Tonight, we did our own thing for dinner. It's rare when that happens, but tonight was one of those nights. I had Black Bean and Tofu Enchiladas. Spicy, but good.
I am really tired today. I've been working alot. In fact, I should technically be working right now. Does blogging count as work? I'm not sure. lol. It's hard to try to do it all. There's two sides of my writing life. The side that brings in money (required), and the side that we believe will bring in future money, though it's not guaranteed (also kinda required, for my sanity). Then, there's having a hubby and a future baby, and friends, and and and...
What I'm trying to say is that I want the whole enchilada. Is that even attainable?
I already know this will be ramblings, but... My thoughts are that nobody can have everything. For example, I've always wanted to live abroad, live the nomad lifestyle, drift from a Peruvian beach bungalow to a cozy cabin in the Rockies, publishing poetry for pennies. It's such a romanticized writer kind of life, the kind of stuff that makes great party conversation, but probably really SUCKS on a regular Tuesday. I used to sit at my corporate marketing job and imagine just such a life. Slave to no man, I'd think. Ya right. We're all working for somebody, right?
The reality is that, that kind of life is just not in my lifestyle lexicon. It's for someone else who wants it more. I think that's the key... trying to figure out what you want most, more than the other stuff. I think I've done this naturally in my life, discarding the stuff that didn't fit into that "Most" category. Sometimes I'd feel guilty about it, or worse, I'd feel a sense of failure. I think it's just part of life.

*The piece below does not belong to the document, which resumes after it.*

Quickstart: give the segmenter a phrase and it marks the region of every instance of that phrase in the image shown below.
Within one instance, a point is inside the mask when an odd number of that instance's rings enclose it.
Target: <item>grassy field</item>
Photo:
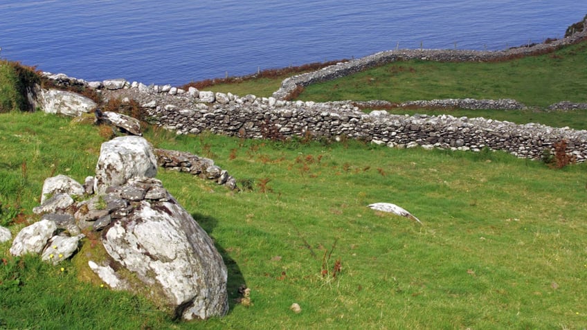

One of those things I've noticed has tapered is my desire to hit the gym seven days a week as hard as I can. I want to go to the gym alot, but it doesn't trump my writing or my hubby. It's a priority, but I don't want it most. Just alot, and that's different from most. Semantics? Yes. But, it's also true.
You might think I sound depressed. I'm not! Just waxing philosophical. Mostly, I've come to realize that if I'm going to write this blog, I need to just be who I am. I love to cook, I love to write about food, but I also just love to write.
Hi. I'm the blogger of Eat Move Write, with an emphasis on the "Write."